I think that the immunity from control which the 1923 Act accorded to post-1919-built houses was, on any reasonable view, an immunity merely from control based on 1914 standards, which was the keynote of the 1923 Act. It could, in no sense, have been construed as a pledge of immunity for all time. To treat it as such would have been to fetter all future Governments and Legislatures in a way which, obviously, could never have been intended. Similarly, the exemption from control provided for in paragraphs (b) and (c) of Section 3 (2) of the present Bill cannot, and should not, be treated as a guarantee that houses built after 1941 may not at some future date be brought under control, if, unfortunately, the Government and Legislature of the day should find it necessary to do so. The value of the exemption for the investor or builder lies, I submit, in the fact that it provides a reasonable assurance that, if the houses in which they have invested their money are brought under control, the rents which may be charged will be determined by reference to an up-to-date standard which will take full account of the increased costs at which the houses have been erected. There is no reason to assume that the Government or Legislature of 20 or 25 years hence, if, as I have just said, the need should then unfortunately arise for an extension of rent control, will be any less concerned to see that landlords are treated equitably than was the present Government two years ago when they introduced Emergency Powers (No. 313) Order.

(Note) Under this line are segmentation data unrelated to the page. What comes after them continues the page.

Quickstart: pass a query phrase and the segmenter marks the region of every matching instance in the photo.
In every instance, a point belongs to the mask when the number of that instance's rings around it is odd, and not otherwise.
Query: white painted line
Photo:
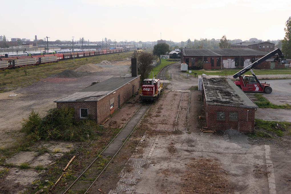
[[[265,153],[266,162],[267,165],[267,171],[270,173],[268,174],[268,181],[269,183],[270,194],[276,194],[276,184],[275,182],[275,174],[273,168],[273,162],[271,159],[271,152],[270,146],[265,145]]]

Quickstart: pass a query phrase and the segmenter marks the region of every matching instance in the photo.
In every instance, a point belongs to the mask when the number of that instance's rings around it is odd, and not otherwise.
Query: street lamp
[[[74,58],[74,62],[75,63],[75,51],[74,50],[74,36],[72,36],[73,38],[73,57]]]

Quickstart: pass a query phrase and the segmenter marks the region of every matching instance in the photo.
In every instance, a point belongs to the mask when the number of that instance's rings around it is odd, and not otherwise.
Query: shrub
[[[73,118],[75,112],[72,108],[54,108],[41,119],[33,111],[27,119],[23,120],[22,131],[26,138],[33,141],[40,139],[80,139],[84,140],[95,134],[100,127],[90,117],[77,123]]]

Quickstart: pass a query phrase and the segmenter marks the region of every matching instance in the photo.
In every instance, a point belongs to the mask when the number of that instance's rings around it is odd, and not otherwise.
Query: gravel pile
[[[64,78],[74,78],[81,77],[83,76],[77,72],[69,70],[65,70],[56,74],[55,77]]]
[[[92,63],[86,64],[74,70],[77,71],[88,72],[99,72],[104,70],[103,67],[98,66]]]
[[[112,63],[111,62],[108,61],[107,60],[102,60],[102,61],[100,63],[98,63],[99,64],[101,64],[101,65],[112,65]]]

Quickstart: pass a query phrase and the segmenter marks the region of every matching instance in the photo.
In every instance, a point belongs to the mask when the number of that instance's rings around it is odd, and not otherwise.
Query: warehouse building
[[[57,108],[75,109],[76,121],[91,118],[101,123],[139,89],[136,58],[132,59],[132,75],[113,77],[54,101]]]
[[[258,106],[231,80],[206,76],[202,85],[208,129],[253,132]]]
[[[204,62],[204,69],[243,68],[268,54],[250,49],[180,49],[181,63],[188,65],[189,69],[197,68],[198,60]]]
[[[232,49],[251,49],[267,53],[275,49],[275,44],[269,42],[243,42],[230,46]]]

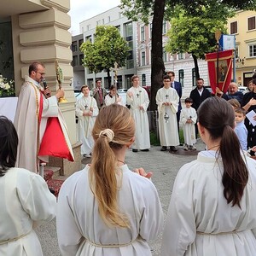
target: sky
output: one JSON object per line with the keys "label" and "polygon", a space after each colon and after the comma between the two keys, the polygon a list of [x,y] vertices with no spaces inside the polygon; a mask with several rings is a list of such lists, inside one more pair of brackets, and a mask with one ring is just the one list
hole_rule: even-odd
{"label": "sky", "polygon": [[120,0],[70,0],[70,32],[79,34],[79,23],[120,4]]}

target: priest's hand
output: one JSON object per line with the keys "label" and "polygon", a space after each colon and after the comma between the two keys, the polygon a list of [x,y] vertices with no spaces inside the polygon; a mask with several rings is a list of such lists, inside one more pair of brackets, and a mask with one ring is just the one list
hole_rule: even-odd
{"label": "priest's hand", "polygon": [[134,172],[139,174],[140,176],[150,178],[153,175],[153,172],[146,172],[143,168],[136,168],[133,170]]}
{"label": "priest's hand", "polygon": [[44,90],[43,93],[46,99],[51,96],[51,91],[48,86]]}
{"label": "priest's hand", "polygon": [[59,98],[64,97],[64,90],[62,88],[57,90],[57,93],[55,94],[55,97],[59,100]]}

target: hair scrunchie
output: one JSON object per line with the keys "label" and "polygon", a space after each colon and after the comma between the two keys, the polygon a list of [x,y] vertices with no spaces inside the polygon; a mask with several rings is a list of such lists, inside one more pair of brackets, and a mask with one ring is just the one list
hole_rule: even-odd
{"label": "hair scrunchie", "polygon": [[108,138],[108,142],[110,143],[114,137],[114,133],[111,129],[105,129],[100,131],[99,137],[106,137]]}

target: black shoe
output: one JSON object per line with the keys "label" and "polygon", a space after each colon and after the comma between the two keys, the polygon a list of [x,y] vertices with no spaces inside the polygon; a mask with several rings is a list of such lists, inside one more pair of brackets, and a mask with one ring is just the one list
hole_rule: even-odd
{"label": "black shoe", "polygon": [[177,148],[176,147],[174,147],[174,146],[170,147],[169,152],[176,152],[176,151],[177,151]]}

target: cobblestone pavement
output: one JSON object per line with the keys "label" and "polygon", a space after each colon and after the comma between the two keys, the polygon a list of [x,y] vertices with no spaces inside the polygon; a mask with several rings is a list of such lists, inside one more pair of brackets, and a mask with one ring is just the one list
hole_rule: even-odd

I am quite aware, of course, that restrictions on the rent do not constitute the sole burden of the landlord's or property owner's complaint against rent control. There are also other restrictions such, for example, as those on the landlord's right to recover possession. I would point out, however, that these further restrictions are an essential feature of any effective scheme of rent control and, provided that the landlord is allowed to charge a rent that is reasonable and fair to him, these restrictions do not, in my view, afford a very genuine ground of complaint.
Taking everything into consideration, I would suggest that any reasonable person thinking of investing money in the building of houses has no real grounds for fearing rent control. If, of course, he is the type of person who would not scruple to take advantage of serious emergency conditions to exact an exorbitant and profiteering rent, then he has something to fear from rent control, and I have little doubt that the House will agree that rent control would at any time amply justify itself if it curbed or prevented attempts by individuals of that kind at unscrupulous exploitation of the dire needs of the house-hunting public.
I have dwelt so much on that aspect of the matter, Sir, because I think an attempt has been made to misrepresent what has been done here. That, probably, will be dealt with during the course of the debate on the Bill, but that is my explanation for dealing so fully with the effect of rent restrictions on future building.